Sometimes one hears the expression, "…better late than never…". However, I believe it is foolish to subscribe to the view that the European Central Bank's (ECB's) announcement that it is to expand its programme of bond purchases is going to be a panacea for the Eurozone economy.
On Thursday, January 22nd the President of the ECB, Mario Draghi, announced that the programme of buying assets worth EUR60 Billion (USD67 Billion) per month from March 2015 through to September 2016 was simply creating the framework within which growth potential can be realised.
Draghi was pointing to the fact that the key ingredient for economic growth to expand is confidence.
That does not require ever more state spending which racks up higher national debt or higher taxation and regulation. These factors have a habit of crowding out or frightening off the private sector.

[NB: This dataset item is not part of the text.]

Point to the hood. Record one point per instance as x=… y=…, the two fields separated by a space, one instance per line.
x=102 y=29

It has been empirically proven that no party can waste capital more effectively that the sovereign state. It is far too easy for the state to be expanded, and yet too many politicians, be they local, national or even supra-national cannot resist tinkering with the economic levers and have a reluctance to relinquish control.

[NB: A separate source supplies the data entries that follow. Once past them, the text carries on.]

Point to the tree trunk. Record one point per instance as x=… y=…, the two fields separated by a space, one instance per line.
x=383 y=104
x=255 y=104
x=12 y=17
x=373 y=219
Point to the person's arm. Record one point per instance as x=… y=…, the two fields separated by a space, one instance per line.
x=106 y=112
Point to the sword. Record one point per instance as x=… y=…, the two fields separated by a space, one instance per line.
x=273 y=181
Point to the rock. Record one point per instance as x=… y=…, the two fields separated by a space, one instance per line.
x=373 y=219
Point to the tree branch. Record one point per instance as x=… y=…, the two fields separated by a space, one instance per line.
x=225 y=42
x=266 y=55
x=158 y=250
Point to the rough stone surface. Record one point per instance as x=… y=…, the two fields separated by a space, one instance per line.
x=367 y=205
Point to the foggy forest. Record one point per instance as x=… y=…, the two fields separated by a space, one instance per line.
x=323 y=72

In short, the QE programme in the Eurozone will become an expensive failure if several national governments do not take this opportunity to implement meaningful structural reform.
QE in the United States; so different from the Eurozone.
Where the QE operated by the Federal Reserve Bank in the US worked was that it was conducted against a background in which the private sector perceived the economic environment as being pro-enterprise and conducive to investment.